A quelques heures de l’ouverture de la CAP des CPIP où doit se jouer l’avenir de plus de 450

de nos collègues, la direction de l’administration pénitentiaire fait une nouvelle fois la

démonstration de sa plus totale incurie.

Alors que le service des ressources humaines chargé de préparer la CAP connaît un sous-effectif

chronique depuis de nombreux mois, maintes fois dénoncé par nos organisations, la

DAP vient de réussir le tour de force de présenter aux représentants des personnels des

documents préparatoires qui ne correspondent en rien à la situation réelle des agents.

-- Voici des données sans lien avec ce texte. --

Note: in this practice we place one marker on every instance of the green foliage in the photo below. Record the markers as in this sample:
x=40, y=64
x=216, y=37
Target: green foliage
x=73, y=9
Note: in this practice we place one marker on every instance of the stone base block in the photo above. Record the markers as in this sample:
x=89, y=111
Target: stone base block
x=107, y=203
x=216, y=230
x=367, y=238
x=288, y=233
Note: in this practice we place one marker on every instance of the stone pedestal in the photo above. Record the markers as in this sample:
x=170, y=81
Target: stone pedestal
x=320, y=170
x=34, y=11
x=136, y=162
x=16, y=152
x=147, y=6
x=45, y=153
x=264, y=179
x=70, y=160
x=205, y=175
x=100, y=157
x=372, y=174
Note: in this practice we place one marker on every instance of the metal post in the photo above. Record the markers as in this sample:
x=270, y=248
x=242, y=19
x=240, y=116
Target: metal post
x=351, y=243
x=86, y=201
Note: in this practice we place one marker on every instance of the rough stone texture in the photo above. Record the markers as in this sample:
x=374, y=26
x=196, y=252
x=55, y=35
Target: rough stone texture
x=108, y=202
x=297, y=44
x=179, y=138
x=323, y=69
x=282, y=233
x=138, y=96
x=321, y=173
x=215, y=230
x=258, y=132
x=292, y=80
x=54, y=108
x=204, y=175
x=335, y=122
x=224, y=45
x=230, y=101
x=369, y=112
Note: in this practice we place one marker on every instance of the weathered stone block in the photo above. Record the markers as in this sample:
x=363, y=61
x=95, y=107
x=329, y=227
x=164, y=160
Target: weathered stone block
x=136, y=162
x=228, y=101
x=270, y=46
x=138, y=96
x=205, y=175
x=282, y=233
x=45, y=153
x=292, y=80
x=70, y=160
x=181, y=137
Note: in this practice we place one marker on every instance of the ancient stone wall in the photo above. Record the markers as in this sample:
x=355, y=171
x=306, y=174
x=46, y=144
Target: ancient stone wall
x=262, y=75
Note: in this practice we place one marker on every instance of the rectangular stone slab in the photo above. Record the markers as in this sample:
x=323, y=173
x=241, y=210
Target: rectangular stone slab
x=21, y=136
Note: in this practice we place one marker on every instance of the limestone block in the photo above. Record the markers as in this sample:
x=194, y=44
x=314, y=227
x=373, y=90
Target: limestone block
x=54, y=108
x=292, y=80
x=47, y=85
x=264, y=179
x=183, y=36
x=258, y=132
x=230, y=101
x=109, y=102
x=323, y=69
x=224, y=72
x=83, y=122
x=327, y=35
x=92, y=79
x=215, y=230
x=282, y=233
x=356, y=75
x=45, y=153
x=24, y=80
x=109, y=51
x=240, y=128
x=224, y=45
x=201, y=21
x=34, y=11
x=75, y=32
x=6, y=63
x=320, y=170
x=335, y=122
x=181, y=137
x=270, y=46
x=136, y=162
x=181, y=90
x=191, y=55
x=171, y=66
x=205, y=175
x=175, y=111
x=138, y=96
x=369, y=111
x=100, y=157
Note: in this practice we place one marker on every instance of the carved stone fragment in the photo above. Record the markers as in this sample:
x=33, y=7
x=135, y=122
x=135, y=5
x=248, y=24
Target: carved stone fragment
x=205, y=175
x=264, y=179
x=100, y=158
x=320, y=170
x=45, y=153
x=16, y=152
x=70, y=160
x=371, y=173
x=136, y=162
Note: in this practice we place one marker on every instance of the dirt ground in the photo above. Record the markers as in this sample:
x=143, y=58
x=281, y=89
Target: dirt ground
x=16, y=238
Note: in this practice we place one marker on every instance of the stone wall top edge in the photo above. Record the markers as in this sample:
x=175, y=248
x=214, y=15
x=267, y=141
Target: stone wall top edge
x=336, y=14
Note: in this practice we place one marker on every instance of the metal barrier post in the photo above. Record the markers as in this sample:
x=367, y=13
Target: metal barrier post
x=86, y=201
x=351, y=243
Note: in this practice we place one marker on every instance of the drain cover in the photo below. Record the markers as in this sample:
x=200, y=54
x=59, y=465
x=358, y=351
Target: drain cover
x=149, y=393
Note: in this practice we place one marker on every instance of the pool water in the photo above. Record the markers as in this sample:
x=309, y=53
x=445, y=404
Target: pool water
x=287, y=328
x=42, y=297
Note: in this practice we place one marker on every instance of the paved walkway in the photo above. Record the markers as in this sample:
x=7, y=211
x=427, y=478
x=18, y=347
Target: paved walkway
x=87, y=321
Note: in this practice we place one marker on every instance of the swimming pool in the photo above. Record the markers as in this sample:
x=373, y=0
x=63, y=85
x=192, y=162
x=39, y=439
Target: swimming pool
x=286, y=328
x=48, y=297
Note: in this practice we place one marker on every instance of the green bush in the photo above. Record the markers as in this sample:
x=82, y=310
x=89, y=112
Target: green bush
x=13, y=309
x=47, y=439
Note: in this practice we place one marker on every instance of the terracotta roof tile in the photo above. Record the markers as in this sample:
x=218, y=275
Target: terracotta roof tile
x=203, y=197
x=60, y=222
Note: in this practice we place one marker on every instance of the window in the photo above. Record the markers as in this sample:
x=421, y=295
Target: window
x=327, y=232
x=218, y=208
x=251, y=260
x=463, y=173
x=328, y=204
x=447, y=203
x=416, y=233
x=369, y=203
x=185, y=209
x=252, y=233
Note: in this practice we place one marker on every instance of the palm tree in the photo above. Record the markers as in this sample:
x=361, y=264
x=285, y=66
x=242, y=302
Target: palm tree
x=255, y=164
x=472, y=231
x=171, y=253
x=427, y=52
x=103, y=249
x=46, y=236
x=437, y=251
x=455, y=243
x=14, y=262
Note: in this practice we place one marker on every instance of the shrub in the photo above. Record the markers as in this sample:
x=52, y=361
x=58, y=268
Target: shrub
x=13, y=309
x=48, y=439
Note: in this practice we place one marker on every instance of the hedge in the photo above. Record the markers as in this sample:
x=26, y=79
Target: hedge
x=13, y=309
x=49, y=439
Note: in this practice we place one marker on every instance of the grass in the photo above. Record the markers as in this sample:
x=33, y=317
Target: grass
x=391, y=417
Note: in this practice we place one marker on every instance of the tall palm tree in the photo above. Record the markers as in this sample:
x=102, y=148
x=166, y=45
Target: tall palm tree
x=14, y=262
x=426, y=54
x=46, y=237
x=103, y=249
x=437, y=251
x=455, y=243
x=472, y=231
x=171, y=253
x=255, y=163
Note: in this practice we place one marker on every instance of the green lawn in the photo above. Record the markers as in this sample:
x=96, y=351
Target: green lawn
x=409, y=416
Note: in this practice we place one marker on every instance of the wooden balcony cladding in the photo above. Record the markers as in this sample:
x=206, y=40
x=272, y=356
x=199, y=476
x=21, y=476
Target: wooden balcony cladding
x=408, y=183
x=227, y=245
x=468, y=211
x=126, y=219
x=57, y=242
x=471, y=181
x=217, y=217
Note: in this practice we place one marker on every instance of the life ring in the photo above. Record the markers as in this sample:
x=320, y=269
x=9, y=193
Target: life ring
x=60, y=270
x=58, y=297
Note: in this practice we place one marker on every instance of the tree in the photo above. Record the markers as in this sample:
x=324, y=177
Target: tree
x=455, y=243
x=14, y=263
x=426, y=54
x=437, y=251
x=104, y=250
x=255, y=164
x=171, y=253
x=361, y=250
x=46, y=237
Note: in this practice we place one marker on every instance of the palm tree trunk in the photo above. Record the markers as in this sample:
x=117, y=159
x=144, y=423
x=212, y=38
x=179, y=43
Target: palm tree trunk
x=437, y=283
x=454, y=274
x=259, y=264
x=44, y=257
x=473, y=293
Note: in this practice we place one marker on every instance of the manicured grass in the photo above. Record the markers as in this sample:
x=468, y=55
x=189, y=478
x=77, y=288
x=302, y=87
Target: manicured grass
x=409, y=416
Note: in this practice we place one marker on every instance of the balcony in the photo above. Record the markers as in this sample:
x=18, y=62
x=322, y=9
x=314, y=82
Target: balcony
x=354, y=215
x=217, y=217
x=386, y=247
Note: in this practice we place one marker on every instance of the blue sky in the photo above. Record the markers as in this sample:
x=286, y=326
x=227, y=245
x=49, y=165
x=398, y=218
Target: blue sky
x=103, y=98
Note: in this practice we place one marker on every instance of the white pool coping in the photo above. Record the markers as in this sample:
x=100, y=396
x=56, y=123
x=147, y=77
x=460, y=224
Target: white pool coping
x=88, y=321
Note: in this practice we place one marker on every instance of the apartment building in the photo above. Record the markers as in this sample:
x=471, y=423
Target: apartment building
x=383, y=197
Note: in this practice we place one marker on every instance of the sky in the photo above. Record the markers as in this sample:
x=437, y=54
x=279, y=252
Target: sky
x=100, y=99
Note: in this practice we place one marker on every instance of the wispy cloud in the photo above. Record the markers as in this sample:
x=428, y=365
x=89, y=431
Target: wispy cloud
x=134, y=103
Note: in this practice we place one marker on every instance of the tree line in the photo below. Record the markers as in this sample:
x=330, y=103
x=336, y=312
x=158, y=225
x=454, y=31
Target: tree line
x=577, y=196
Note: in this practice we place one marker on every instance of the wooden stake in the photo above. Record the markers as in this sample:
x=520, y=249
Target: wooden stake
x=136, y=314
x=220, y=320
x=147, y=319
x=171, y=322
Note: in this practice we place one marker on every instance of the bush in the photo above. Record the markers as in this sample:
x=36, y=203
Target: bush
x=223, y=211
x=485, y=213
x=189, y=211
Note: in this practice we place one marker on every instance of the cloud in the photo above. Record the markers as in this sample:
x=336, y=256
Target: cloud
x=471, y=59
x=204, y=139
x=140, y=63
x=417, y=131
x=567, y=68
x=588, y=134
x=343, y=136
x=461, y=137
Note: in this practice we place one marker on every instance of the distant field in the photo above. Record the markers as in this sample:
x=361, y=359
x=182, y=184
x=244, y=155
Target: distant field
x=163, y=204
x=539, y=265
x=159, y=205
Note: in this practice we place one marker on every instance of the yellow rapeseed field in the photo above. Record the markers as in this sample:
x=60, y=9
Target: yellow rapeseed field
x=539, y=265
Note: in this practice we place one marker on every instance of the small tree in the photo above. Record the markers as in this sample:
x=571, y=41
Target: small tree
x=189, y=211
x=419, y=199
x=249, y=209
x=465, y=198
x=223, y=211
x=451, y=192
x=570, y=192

Dans un contexte extrêmement tendu, l’administration a fait le choix, cette année, de

décentraliser la saisie des demandes de mutations au niveau des DISP et d’utiliser le fameux

logiciel « H@rmonie »….

Alors que tout le monde sait que les SPIP et les DISP ne sont pas en mesure d’assurer

efficacement le suivi administratif de la carrière des agents, il était inévitable d’en arriver au

fiasco auquel nous sommes aujourd’hui confrontés.

Lorsque l’on constate qu’un arrêté adressé par la DAP à un agent, par la voix hiérarchique,

peut mettre jusqu’à un an avant d’être notifié à l’intéressé, il n’y a rien d étonnant à ce que les

services déconcentrés ne soient pas en mesure d’assurer, en quelques semaines, la

transmission d’informations fiables à l’administration centrale.

C’est ainsi qu’il apparaît que les trois quarts des cotations (nombre de points affectés aux

candidats à la mutation) sont erronées et qu’un nombre conséquent de demandes n’ont pas été

prises en considération. C’est pourquoi, nous appelons l’ensemble des CPIP ayant déposés une

demande de mutation a en transmettre une copie à nos organisations professionnelles.

Cette situation inique contraint la DAP à annoncer le report de la CAP à une date ultérieure,

dont nous aurons connaissance la semaine prochaine.

Là où l’administration se cache derrière les dysfonctionnements du logiciel Harmonie, nos

organisations condamnent avec la plus grande fermeté la marque de mépris une nouvelle fois

adressée à la filière insertion probation.

Dans une filière attaquée sans relâche depuis les événements de Pornic, et alors que le rapport

CIOTTI va jusqu’à remettre en cause les fondements de l’existence des SPIP, les personnels

ne supportent plus de voir renier leurs droits :

"-" droit aux avancées statutaires censées être entrée en vigueur depuis janvier ;

"-" droit au respect des procédures d’accès au grade d’avancement contrairement à ce qui s’est

passé cette année dans la mesure où l’administration à promu une liste d’agent différente de

celle qui avait été arrêté en CAP ;

"-" droit à la mobilité…

"-" respect des résidences administratives.

Comment la DAP peut-elle expliquer que les CAP de surveillants, où plus de 20000 agents

sont concernés, se déroulent tout à fait convenablement alors que la CAP de CPIP ne peut pas

être préparée sérieusement ?

C’est inacceptable !

L’administration doit désormais mettre tous les moyens en oeuvre pour assurer le déroulement

serein de cette CAP de mobilité, qui au regard de la faiblesse des recrutements annoncés

constitue un enjeu crucial pour nombre de nos collègues.